Sin embargo, Vergara va más allá del diagnóstico coyuntural. Para él, la república no puede iniciar sin pensar en el sujeto que participa activamente en ella: el ciudadano, el cual debe ser un agente pleno que tenga injerencia en el espacio público, tanto de manera individual como inserto en redes colectivas. Esa, me parece, es una idea central del libro: más que pensar en el binomio individualismo-colectivismo (y en otros binomios, señala el autor) que opone ventajas y desventajas entre una y otra opción, debemos encontrar ese punto -no necesariamente un “centro” sin más- en el que ambas perspectivas no se opongan, sino que logren sacar el máximo provecho de ambas instancias. Este ciudadano activo, sin embargo, existe abstraído de su contexto inmediato, sino que está inmerso en distintas redes donde tiene que interactuar (familia, amigos, trabajo). El problema viene, prosigue Vergara, cuando estas redes y los espacios donde se desenvuelve está limitado por lo que él denomina “pisos y techos pegajosos”, es decir, una muy limitada movilidad social, tanto para salir de la pobreza como para no salir de la riqueza. A través de una serie de gráficos e indicadores económicos, pero también de un ejercicio de geografía política de algunas ciudades latinoamericanas, llega a concluir que no es solo el status económico lo que define quién es “verdaderamente ciudadano”, sino también el color de piel (“la pigmentocracia”) y la relación de las personas con los espacios y servicios públicos.
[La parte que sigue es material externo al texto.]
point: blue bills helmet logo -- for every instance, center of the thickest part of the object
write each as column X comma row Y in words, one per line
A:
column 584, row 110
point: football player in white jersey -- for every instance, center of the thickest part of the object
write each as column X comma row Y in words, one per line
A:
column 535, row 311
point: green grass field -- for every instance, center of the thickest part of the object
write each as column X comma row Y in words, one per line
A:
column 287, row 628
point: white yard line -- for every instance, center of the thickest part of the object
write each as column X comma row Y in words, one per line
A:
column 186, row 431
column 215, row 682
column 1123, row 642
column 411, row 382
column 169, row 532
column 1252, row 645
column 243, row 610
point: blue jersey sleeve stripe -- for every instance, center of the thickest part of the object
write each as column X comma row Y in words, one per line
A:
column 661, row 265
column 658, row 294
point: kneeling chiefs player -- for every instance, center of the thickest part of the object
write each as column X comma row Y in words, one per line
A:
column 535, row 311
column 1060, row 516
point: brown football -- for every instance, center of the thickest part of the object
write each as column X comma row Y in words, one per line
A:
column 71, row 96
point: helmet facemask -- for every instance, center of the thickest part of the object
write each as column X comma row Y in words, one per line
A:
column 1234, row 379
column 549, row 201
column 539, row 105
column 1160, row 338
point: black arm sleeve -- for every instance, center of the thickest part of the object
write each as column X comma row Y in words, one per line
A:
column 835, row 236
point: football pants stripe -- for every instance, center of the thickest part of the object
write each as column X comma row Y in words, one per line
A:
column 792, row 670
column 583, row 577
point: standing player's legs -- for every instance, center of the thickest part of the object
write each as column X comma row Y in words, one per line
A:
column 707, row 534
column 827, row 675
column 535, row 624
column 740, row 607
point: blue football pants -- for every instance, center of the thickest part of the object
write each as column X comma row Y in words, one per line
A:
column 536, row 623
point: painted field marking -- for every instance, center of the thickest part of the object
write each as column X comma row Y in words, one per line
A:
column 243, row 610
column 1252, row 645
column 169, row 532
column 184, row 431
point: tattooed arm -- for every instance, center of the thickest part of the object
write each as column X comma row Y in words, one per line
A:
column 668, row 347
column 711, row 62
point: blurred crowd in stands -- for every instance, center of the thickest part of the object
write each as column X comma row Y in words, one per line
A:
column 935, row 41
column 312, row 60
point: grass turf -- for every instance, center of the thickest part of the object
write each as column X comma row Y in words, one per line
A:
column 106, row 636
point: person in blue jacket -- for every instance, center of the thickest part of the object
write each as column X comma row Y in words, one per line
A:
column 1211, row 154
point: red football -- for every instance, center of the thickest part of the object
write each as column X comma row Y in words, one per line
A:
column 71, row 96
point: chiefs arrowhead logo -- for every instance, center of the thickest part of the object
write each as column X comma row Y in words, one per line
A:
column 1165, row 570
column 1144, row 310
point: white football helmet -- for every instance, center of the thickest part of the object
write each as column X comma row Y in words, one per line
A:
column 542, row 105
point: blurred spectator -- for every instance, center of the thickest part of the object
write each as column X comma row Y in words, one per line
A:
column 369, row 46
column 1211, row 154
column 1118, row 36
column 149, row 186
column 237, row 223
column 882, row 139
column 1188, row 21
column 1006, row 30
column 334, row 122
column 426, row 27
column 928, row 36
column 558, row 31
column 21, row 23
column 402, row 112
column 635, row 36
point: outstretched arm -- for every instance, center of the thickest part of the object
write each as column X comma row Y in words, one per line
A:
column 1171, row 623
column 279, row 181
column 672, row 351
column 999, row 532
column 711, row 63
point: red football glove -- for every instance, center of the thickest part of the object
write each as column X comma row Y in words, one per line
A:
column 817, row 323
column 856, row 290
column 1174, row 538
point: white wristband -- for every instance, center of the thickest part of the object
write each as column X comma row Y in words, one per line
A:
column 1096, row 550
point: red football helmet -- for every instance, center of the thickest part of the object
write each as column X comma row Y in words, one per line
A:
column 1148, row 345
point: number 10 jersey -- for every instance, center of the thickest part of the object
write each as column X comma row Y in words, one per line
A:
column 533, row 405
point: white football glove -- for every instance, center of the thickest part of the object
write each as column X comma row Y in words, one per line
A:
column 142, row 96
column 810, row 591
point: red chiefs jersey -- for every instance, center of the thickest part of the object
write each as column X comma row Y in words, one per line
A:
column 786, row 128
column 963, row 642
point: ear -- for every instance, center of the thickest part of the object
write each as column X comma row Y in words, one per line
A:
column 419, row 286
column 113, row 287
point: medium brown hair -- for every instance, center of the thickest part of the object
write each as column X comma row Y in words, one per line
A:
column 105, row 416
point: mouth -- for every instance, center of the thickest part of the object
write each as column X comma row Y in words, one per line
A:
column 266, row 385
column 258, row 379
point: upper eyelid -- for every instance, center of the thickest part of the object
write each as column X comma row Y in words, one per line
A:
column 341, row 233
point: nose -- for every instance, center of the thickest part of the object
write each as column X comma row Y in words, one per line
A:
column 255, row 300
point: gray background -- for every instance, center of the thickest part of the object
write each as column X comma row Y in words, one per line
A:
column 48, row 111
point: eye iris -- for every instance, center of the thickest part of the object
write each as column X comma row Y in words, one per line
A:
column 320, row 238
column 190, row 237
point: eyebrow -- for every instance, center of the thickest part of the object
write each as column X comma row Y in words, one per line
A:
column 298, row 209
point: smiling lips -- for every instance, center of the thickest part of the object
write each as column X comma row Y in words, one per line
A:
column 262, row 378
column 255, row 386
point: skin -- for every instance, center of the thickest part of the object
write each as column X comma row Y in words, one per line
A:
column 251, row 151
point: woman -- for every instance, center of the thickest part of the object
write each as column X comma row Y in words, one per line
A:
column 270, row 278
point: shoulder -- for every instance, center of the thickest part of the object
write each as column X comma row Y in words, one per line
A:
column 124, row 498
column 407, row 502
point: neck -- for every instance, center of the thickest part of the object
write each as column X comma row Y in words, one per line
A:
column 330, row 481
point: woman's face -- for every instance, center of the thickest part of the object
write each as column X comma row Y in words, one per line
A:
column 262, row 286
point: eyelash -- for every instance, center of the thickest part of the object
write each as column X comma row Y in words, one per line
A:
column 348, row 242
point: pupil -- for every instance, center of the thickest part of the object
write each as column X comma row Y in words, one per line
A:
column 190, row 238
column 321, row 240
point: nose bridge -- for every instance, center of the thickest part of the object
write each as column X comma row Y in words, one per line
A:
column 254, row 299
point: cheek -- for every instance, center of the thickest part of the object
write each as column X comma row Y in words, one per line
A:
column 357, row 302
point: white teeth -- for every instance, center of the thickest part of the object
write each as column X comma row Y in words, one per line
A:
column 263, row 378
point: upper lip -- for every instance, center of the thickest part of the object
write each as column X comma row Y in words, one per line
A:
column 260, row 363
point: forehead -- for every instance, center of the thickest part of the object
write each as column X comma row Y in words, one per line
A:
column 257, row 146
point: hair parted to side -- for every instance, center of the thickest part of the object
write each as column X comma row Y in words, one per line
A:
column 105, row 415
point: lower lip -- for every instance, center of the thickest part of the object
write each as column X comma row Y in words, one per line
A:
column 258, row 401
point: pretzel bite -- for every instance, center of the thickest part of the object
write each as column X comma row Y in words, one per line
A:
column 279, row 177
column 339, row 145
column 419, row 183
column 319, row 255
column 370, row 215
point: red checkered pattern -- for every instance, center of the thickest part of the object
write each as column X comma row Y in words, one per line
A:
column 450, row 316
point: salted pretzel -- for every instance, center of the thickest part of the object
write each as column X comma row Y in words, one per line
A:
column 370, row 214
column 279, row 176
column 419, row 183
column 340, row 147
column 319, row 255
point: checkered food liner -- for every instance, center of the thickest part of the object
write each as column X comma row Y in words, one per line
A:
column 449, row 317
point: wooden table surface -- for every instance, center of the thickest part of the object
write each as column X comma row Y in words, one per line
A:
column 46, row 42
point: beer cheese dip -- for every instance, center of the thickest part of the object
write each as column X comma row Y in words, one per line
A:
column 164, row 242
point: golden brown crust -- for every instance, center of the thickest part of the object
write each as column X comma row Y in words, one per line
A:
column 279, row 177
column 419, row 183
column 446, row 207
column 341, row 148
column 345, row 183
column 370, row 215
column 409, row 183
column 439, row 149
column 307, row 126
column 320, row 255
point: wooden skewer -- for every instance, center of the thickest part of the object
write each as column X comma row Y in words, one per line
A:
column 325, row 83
Este punto es el que analiza Vergara en su último capítulo, en el cual analiza de qué manera los Estados latinoamericanos han fracasado al aplicar imparcialmente la ley en una sociedad desigual que, gracias al clientelismo, han ahondado estas brechas. Para el autor, el problema viene de lo que él denomina “capitalismo incompetente”: uno que no busca competir a través del amaño de contratos, e incapaz porque no llega a generar progreso y empleo para todos los ciudadanos. En esa situación, ¿para quién trabaja ese capitalismo en América Latina? Sin ambiciones de ser propuestas económicas específicas, Vergara insiste en que el Estado debe inmiscuirse para regular este “mercado fallado” que algunos políticos no han querido darse cuenta o han volteado la cabeza para no verlo. En ese intento de imparcialidad de la ley en una sociedad altamente desigual, continúa Vergara, ámbitos como la seguridad, la educación o la salud (recordemos todo lo acontecido con la pandemia del Covid-19) refuerza la idea clave que cierra el capítulo y, en sí, engloba la tesis del libro: “Necesitamos un Estado parcializado con la imparcialidad de la ley” (2023: 227 p.).